Google has become a verb for research long before the arrival of AI chatbots to respond to their first prompt, but now these two trends merge while Google has solidified the position of the AI in search with the complete deployment of AI mode for all users of Google Search US. Google made this announcement as part of Google E / S, which is underway in California.
The search for results of a generative model that often gives you everything you need on the Google result page is a fundamental change in traditional web search paradigms.
For more than 25 years now, we have traditionally sought a term, a sentence or even a complete thought and pages and pages of links. The first page is the links that most count in what they will align especially with your request. It is not a secret for anyone that companies, including the one in which I work, fight to create content that lives on the first page of these results.
Things have started to change in the field of Google research when Google introduced AIs in 2023. Since this week, they have been used by 1.5 billion monthly users, according to Google.
When the overall view of AI was a light approach to introduce a generative AI to research, AI mode goes further and further. The latest version of the AI mode, introduced to Google I / O 2025, adds more advanced reasoning and can manage even longer and more complex queries.
Just say that your Google research experience may never be the same.
Top view
The CEO of Google Sundar Pichai, however, has a different vision. In a conversation with journalists before Google E / S and in response to a question on the rise of AI chatbots like Gemini and the role of research, Pichai said: “It was a moment exciting for research.”
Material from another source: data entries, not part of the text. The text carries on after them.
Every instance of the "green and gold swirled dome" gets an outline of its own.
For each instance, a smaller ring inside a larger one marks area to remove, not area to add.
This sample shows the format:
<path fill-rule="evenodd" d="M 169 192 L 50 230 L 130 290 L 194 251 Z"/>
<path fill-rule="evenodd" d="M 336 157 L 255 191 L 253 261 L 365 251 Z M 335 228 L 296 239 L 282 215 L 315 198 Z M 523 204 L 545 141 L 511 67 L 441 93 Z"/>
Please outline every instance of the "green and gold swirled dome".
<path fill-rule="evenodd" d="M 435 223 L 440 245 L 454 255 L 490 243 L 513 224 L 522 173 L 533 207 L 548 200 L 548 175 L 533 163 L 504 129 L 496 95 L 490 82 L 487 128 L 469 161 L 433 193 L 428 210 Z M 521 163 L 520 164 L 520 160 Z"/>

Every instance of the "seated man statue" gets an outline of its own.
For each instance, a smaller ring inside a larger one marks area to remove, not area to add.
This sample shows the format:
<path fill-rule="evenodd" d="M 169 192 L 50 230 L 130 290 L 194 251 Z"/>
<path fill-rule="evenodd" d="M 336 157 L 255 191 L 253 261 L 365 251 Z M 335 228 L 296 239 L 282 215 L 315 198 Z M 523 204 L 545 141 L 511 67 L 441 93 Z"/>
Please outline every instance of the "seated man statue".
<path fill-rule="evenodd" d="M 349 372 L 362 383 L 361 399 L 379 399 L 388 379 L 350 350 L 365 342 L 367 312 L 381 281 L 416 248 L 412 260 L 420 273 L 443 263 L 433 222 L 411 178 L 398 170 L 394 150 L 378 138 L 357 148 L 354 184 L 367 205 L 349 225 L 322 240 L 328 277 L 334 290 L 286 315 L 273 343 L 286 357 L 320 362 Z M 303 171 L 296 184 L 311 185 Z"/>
He said that engagement with AI’s overviews and even limited AI modes tests have shown an increased commitment, people spending more time research and grasping longer and longer queries.
No one asked him if the rise of chatbots could mean the end of research as we know it, but perhaps Pichai deduced the subtext, adding: “It is very far from a zero sum.”
If anything, Pichai noted: “People, I think, become more and more curious; people use it much more.”
Although AI’s overview is often accused of having factual problems, Google promises that IA mode, which uses more powerful models than AI preview, will be more precise. “AI mode uses more powerful models and uses more reasoning through – in a way to do more work – … and therefore it reaches an even higher bar,” said Google Search chief Liz Reid.
As for the place where research takes place, Pichai sees functionalities such as the mode “expansion of use cases”. He also thinks that agentic AI “gives people an overview of a proactive world”.
I think that, by that, Pichai means that the research fueled by AI will eventually learn your needs and will make your auctions, even if your request or your prompt will not fully describe your needs.
What this means in practice is always to be debated, but for Google and Picahi, the advent of AI in research is all upside down.
“I think that made the web itself more exciting. People are much more involved in all areas, and it is therefore a very positive moment for us.”